Powering LEDs that can turn on in either direction, and the controller keeps crashing

Hey all! I’ve been toying with some code that is able to turn on many LED filaments in either orientation, using a square wave AC output I have designed in my code. Pin A0 and A5 are currently alternating being outputs and grounds. With this A0 will be on while A5 is ground and vise versa. With what I have now, I am able to toggle between an off, low, medium, and high PWM output, however the more I toggle between the three, the more susceptible the device has been to crashing and rebooting. Could somebody look at my code and see if there is a bug causing this? Perhaps something to do with returning values? There isn’t much to it as I’m not much of a coder (yet haha). Thanks!
Here is the code:

int led1 = A0;
int led2 = A5;


void setup()
{

   
   pinMode(led1, OUTPUT);
   pinMode(led2, OUTPUT);
  
   Particle.function("led",ledToggle);
  
   digitalWrite(led1, LOW);
   digitalWrite(led2, LOW);

}


int ledToggle(String command) {
  
    while (command=="off") {
        analogWrite(led1,0);
        analogWrite(led2,0);
        delay(5);
        analogWrite(led1,0);
        analogWrite(led2,0);
        delay(5);
    }
    while (command=="l") {
        analogWrite(led1,64);
        analogWrite(led2,0);
        delay(5);
        analogWrite(led1,0);
        analogWrite(led2,64);
        delay(5);
    }
    while (command=="m") {
        analogWrite(led1,120);
        analogWrite(led2,0);
        delay(5);
        analogWrite(led1,0);
        analogWrite(led2,120);
        delay(5);
    }
    while (command=="h") {
        analogWrite(led1,255);
        analogWrite(led2,0);
        delay(5);
        analogWrite(led1,0);
        analogWrite(led2,255);
        delay(5);
    }
    
}

You mustnot trap the code in your function handler with while loops.
With each call you open one loop and never return from that since command for that function call will never ever change again. Over time this will have dozens of ledToggle() instances running, each of them eating intol your stack space eventually exhausting it and causing a system crash.
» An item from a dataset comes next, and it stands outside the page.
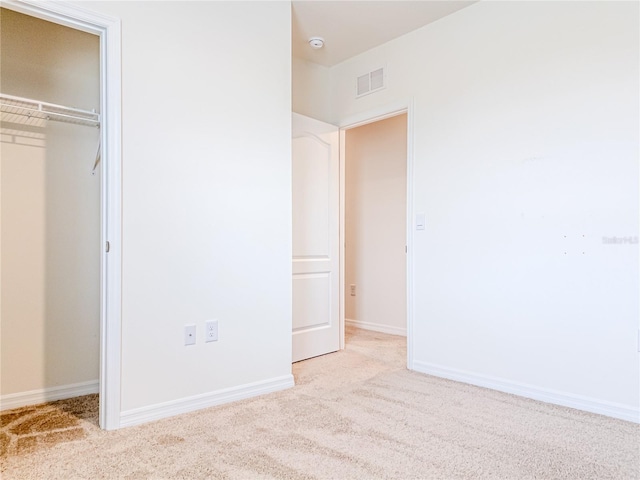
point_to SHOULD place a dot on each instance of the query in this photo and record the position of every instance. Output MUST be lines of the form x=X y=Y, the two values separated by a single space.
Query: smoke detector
x=316 y=42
Particle.function() handlers need to enter, act and leave as quickly as possible.

In that function handler you should set a global variable (e.g. int state) and in your loop() (which you should implement to do regular stuff) you check that state and act upon it (best with a switch(state) block).

BTW, a function that states it will return a vlaue (int in this case) also has to do so, your code is missing the respective return statement.